Cellular therapies

Project leader: Carlijn Voermans PhD

Projects in this research line are focused on the development of new approaches that can facilitate hematopoietic stem cell transplantation or new cellular therapies.

Hematopoiesis

Bone marrow microenvironment

For long our research has been directed on the interaction between hematopoietic cells and the bone marrow microenvironment (BME). Mesenchymal stromal cells (MSCs), form the major constituent of the BME. Although MSCs are successfully applied for cellular therapy the mechanism underlying the homing and migration of these cells are poorly understood. Furthermore we are investigating the role of extracellular matrix proteins and adhesive receptors which are differentially expressed in regenerating hematopoietic cells.

Megakaryocytopoiesis

Thrombocytopenia is the most frequent clinical problem in autologous stem cell- and cord blood transplantation. We are therefore investigating megakaryocytopoiesis, in order to develop in vitro protocols for expanding megakaryocytes or even to produce platelets. At present our research is focused on the role of the megakaryocytic specific transcription factor MEIS1. 

New cellular therapies

Since our department is housing the certified Laboratory for Stem Cell Transplantation (link naar de website van het SCL) we are collaborator for academic partners to develop cellular products. At present we are involved in a project on dendritic cell therapy. Since 1990 we are working on technique development for Minimal residual disease detection of malignant disease in bone marrow, peripheral blood and stem cell grafts.

Recent results

Bone marrow microenvironment

Mesenchymal stromal cells are widely used for cellular therapy. However, high cell numbers are needed for therapy since the homing ability of these cells to the tissues of interest is low. More insight in the trafficking of these cells is therefore of utmost importance. Cell cycle is a process that has been demonstrated to be involved in homing of HSC. We now observed that the migratory MSC fraction contained significantly less cells in S- and G2/M-phase as compared to the non-migrating MSC. By microarray analysis genes that are differentially expressed between migrating and non-migrating MSC were identified, including NR4A1, NR4A2, CYR61, SMAD7, AXIN1, ID3 and HIST1H2AK. The largest group of upregulated genes in the migrating MSC subpopulation are involved in (or related to) the G-protein coupled receptor protein signalling pathway. SDF-exposure induced large differences compared to cultured MSC, and the data was enriched for genes involved in the (regulation of) cell cycle, response to wound healing and regulation of cell differentiation. These results indicate that besides promoting MSC migration, SDF may also induce other (paracrine) functions which MSC may have in the injured niche.

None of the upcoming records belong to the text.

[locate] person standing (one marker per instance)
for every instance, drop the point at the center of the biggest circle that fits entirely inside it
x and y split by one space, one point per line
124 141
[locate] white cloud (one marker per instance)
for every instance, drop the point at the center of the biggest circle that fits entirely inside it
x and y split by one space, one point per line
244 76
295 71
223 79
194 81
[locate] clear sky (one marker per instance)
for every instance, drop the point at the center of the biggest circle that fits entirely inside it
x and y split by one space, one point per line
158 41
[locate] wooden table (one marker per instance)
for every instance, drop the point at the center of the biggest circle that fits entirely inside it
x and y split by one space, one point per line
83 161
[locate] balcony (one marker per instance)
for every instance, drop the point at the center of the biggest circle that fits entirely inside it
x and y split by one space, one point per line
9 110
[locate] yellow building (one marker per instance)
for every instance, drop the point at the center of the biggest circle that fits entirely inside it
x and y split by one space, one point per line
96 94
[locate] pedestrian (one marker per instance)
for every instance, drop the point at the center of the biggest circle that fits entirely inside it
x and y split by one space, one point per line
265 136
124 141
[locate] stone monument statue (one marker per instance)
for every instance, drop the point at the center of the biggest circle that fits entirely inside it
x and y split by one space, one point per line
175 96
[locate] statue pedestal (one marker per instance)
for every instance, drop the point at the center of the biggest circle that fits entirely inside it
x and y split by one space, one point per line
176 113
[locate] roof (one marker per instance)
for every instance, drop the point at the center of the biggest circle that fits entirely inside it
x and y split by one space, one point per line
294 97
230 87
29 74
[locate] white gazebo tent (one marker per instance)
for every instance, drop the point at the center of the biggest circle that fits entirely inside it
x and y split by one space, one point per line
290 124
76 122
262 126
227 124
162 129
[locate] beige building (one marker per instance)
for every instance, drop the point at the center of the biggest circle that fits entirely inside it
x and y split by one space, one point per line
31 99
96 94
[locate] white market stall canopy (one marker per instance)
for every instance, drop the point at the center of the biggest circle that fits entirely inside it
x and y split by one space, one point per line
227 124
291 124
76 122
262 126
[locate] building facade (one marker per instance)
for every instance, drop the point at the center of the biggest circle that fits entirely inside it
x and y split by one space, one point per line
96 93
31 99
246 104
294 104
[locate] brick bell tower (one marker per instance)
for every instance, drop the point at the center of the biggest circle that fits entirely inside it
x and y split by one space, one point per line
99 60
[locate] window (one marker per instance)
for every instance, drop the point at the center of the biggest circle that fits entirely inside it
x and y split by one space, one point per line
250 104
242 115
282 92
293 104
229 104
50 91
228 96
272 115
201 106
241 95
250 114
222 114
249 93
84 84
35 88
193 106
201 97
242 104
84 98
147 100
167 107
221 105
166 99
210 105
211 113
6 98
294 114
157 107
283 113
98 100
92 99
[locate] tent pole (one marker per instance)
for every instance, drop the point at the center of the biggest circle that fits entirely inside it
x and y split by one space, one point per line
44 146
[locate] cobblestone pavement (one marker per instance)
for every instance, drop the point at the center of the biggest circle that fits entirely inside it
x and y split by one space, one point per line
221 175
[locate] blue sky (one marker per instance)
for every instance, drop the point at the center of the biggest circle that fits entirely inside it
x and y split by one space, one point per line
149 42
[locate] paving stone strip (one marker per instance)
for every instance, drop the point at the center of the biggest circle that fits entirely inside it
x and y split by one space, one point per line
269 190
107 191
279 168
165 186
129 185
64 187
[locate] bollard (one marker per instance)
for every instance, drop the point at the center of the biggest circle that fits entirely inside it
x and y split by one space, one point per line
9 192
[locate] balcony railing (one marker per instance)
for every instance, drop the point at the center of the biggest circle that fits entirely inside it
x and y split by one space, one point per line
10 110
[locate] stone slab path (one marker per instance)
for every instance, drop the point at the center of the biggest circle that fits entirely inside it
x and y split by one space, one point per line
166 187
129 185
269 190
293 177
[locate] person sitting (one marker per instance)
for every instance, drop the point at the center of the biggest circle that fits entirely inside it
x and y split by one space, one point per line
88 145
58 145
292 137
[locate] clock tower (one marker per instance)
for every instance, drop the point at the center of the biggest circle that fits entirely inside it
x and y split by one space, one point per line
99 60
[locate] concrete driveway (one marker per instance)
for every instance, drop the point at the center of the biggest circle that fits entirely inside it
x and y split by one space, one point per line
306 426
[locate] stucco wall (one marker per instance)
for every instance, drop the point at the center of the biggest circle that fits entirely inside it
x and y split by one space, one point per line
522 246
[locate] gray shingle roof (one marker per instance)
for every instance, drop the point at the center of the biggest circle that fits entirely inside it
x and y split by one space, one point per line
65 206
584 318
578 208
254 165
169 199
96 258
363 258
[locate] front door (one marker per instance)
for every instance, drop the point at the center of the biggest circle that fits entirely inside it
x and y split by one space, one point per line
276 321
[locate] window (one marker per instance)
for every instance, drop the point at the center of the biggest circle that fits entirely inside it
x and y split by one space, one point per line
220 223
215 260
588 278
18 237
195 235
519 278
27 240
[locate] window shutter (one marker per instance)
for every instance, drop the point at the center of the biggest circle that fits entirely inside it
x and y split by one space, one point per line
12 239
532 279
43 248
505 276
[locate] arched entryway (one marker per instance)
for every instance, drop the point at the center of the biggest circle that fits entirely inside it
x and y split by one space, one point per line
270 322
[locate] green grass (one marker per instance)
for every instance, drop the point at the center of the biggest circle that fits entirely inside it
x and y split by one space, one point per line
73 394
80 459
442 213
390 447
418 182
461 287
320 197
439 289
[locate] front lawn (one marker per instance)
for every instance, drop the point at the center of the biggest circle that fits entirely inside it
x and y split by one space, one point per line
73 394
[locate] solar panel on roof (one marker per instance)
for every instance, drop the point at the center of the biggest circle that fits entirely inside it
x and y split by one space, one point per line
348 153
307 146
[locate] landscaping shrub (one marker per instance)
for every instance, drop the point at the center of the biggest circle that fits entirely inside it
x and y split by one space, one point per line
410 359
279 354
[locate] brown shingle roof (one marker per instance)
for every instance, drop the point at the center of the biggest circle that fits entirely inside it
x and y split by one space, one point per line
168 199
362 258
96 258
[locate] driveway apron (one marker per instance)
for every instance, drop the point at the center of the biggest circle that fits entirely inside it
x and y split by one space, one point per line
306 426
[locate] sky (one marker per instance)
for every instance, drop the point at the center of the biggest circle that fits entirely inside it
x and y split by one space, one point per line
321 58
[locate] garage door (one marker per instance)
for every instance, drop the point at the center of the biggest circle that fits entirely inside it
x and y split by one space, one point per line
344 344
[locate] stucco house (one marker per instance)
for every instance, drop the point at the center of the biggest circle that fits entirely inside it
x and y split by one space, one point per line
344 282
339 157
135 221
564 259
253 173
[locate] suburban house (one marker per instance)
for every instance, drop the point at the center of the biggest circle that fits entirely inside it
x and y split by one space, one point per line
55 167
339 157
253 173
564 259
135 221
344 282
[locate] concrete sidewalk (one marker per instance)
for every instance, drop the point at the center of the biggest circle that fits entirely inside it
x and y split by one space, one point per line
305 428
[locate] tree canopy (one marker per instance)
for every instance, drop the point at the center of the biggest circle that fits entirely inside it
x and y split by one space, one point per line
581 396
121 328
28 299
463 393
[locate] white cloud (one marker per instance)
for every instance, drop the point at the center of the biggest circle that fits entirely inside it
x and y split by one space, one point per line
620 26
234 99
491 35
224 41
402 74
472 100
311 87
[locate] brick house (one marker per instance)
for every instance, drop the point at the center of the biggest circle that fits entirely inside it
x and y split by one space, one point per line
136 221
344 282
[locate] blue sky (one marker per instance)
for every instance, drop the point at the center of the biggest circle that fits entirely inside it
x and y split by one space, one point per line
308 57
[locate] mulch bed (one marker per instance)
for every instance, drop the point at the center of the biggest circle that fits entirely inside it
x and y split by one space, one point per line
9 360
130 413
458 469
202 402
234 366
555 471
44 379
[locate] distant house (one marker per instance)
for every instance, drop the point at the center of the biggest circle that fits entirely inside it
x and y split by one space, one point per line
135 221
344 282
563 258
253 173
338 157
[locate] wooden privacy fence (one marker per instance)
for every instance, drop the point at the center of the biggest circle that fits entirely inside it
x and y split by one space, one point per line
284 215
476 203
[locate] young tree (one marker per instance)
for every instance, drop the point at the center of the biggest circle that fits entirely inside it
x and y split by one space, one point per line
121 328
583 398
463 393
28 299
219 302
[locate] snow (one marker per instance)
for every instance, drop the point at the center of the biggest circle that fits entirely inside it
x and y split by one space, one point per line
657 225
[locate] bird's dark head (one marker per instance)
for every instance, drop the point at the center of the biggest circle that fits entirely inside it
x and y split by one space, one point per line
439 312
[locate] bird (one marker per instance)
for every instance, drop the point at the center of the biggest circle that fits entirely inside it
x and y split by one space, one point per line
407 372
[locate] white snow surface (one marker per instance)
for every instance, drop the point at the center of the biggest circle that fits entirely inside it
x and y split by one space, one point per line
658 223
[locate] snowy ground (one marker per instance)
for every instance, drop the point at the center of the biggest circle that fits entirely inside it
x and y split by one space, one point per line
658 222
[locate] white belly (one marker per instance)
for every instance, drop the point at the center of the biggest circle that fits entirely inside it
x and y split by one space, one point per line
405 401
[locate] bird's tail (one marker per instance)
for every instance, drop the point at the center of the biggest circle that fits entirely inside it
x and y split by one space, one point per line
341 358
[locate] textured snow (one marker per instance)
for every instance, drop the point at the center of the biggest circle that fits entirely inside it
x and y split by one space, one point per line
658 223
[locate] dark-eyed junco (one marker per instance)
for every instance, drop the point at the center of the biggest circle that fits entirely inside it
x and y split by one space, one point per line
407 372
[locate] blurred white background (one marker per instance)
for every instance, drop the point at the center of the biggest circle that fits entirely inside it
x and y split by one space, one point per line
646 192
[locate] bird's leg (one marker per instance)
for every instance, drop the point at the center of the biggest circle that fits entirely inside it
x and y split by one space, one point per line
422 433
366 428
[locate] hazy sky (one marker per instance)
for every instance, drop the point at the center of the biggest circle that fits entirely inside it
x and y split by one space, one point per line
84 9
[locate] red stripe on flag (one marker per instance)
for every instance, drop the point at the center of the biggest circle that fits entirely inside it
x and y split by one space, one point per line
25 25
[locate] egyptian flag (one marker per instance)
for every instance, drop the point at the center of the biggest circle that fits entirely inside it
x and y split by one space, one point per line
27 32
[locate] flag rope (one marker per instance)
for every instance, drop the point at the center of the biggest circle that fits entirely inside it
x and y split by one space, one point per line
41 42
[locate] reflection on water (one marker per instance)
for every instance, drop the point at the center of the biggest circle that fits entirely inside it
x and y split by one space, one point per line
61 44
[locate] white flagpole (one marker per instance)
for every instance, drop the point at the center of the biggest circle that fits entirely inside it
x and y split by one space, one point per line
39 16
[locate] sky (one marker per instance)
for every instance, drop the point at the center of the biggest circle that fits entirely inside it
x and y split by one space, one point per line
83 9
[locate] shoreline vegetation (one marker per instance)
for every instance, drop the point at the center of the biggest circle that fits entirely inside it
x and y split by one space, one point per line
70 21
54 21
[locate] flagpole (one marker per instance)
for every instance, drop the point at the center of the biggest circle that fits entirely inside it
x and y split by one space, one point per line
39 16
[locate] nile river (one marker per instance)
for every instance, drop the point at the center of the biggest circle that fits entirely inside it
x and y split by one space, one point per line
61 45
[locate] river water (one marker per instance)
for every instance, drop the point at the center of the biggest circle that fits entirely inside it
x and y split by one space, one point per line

Carlijn Voermans has demonstrated during her stay at the Reya-lab in the USA that the ECM protein βig-h3 is strongly upregulated in regenerating mouse HSC. Ectopic expression of βig-h3 causes an accelerated differentiation of HSCs and rapid exhaustion of murine, primitive progenitors in vivo as well as in vitro. We now demonstrate that human CD34+ cells adhere to Big-h3 and that overexpression of Big-H3 accelerates differentiation of these cells towards megakaryocytes.

Megakaryocytopoiesis

We have shown that MEIS1 is uniquely restricted to MKs and platelets. In primary haematopoietic progenitor (CD34+) cells two splice variants of MEIS were identified, which were differentially expressed in the different stem cell sources. During megakaryocytic differentiation both MEIS1 transcripts were upregulated. Downregulation of MEIS1 using lentiviral short-hairpin RNAs (shRNA) in DAMI and primary cells resulted in reduced proliferation. This effect was caused both by cell cycle arrest and by increased apoptosis. Comparative transciptional profiling showed a total of 255 and 273 up- and down-regulated genes, respectively upon MEIS1-knock down. Consistent with the role of MEIS1 in MK differentiation, down-regulated genes were significantly enriched with functional categories such as response to wounding, hemostasis, and coagulation. Among these genes are several regulators of platelet volume, recently identified in genome wide association studies.

Cellular neovascularization therapy

We have previously shown that Endothelial colony forming cells (CFU-EC) are monocytic cells. CD4+ T-cells facilitated the monocytic colony formation, by the secretion of (a) soluble factor(s) upon CD3-MHC-classII interaction. Last year we showed that monocytes activated by this T cell factor(s) showed an increased revascularizing potential in the ischemic hind limb model in nude mice.

Also blood outgrowth endothelial cells (BOEC) are candidate for vascular cell therapy. It had been suggested that cord blood derived BOECs are superior. However, we showed that the phenotype and functional characteristics of BOECs isolated from cord blood and peripheral blood were almost equal. A slightly more angiogenic phenotype favors CB-BOEC, but addition of VEGF to PB-BOEC induces equal proliferation and tube formation.